In the last ten years, the number of satellites launched into space annually has multiplied twelve-fold, from 200 satellites in 2013 to more than 2 600 in 2023. This massive deployment of space infrastructure reflects its growing role in society, supporting critical societal functions such as telecommunications, energy grids, financial transactions and air transportation, as well as essential government services. It also reflects the democratisation of space activities, with a shift from mainly public to mainly commercial operators, and a remarkable geographic expansion, with currently more than 90 countries having operated a satellite in space.
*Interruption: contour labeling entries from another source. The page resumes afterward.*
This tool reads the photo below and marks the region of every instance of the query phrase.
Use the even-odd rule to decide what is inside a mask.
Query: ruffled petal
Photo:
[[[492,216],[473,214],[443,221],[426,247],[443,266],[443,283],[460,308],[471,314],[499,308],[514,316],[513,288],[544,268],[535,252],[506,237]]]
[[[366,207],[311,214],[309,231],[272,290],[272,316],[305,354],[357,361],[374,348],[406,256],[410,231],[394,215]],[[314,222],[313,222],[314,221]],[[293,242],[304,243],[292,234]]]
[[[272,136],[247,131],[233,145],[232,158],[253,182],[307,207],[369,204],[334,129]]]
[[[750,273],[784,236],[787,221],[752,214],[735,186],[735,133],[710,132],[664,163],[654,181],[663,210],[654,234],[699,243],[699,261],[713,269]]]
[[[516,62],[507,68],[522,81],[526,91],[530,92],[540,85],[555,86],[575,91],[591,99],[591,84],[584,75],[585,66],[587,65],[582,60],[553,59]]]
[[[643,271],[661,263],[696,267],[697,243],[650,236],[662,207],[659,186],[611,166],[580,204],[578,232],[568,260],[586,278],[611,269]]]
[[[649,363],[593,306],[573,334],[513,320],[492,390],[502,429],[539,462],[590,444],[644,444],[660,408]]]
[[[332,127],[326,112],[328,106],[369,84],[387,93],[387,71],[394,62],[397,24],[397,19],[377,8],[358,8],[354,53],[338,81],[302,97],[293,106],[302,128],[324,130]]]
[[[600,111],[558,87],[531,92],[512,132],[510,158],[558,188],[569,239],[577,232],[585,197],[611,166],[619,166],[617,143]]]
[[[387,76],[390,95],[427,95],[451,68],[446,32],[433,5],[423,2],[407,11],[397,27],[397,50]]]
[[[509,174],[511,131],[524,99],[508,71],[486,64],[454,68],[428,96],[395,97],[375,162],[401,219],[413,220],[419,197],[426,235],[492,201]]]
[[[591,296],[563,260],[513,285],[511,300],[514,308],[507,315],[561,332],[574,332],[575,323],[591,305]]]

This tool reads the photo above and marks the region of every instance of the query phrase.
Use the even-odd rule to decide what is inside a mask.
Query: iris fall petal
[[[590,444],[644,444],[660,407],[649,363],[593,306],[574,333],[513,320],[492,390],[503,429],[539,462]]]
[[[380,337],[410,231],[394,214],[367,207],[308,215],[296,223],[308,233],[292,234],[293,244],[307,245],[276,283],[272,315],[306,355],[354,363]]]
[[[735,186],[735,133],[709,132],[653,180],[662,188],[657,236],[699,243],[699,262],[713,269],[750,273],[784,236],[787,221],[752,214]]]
The key driver of current growth is the rollout of multiple commercial constellations for satellite broadband in the low-earth orbital region, with proposed projects numbering hundreds of thousands of satellites. This could be a game changer for bridging the digital divide, providing broadband connectivity to hundreds of millions of people in under-served remote and sparsely populated regions.
But it also raises concerns about the environmental sustainability of space activities, including harmful effects on Earth’s atmosphere and the brightening of the night sky. The most pressing question is how this intensified activity will affect the access to space for future generations. Once in orbit, satellites occupy an increasingly limited and congested space, whose regulation and supervision are geopolitically, legally and technologically complex. Satellites and inhabited space stations face the growing threat of space debris, created from routine space operations, collisions and anti-satellite tests. If the number of debris collisions spins out of control and they become self-generating (the so-called Kessler’s Syndrome), certain orbits of high socio-economic value could eventually become unusable. Satellites in the most exposed orbits are mainly public and play a key role in weather and climate monitoring, science, disaster management and defence.
Adequately assessing the costs of space debris and the benefits of these space activities is a challenge because there may be large societal effects, harder to quantify than economic impacts. In 2019, the OECD Space Forum launched a project on the economics of space sustainability to address these issues, inviting researchers worldwide to assess, and where possible quantify, the effects generated by the accumulation of space debris, as well as their mitigation or potential remediation. Preliminary findings were published in 2022, in Earth’s Orbits at Risk: The Economics of Space Sustainability.
This follow-up publication provides valuable information to decision makers about the extent and nature of risks posed by space debris and offers new evidence on the value of space infrastructure for public and private end users. For the first time, guidance is also available on policy options for debris remediation and their possible socio-economic effects.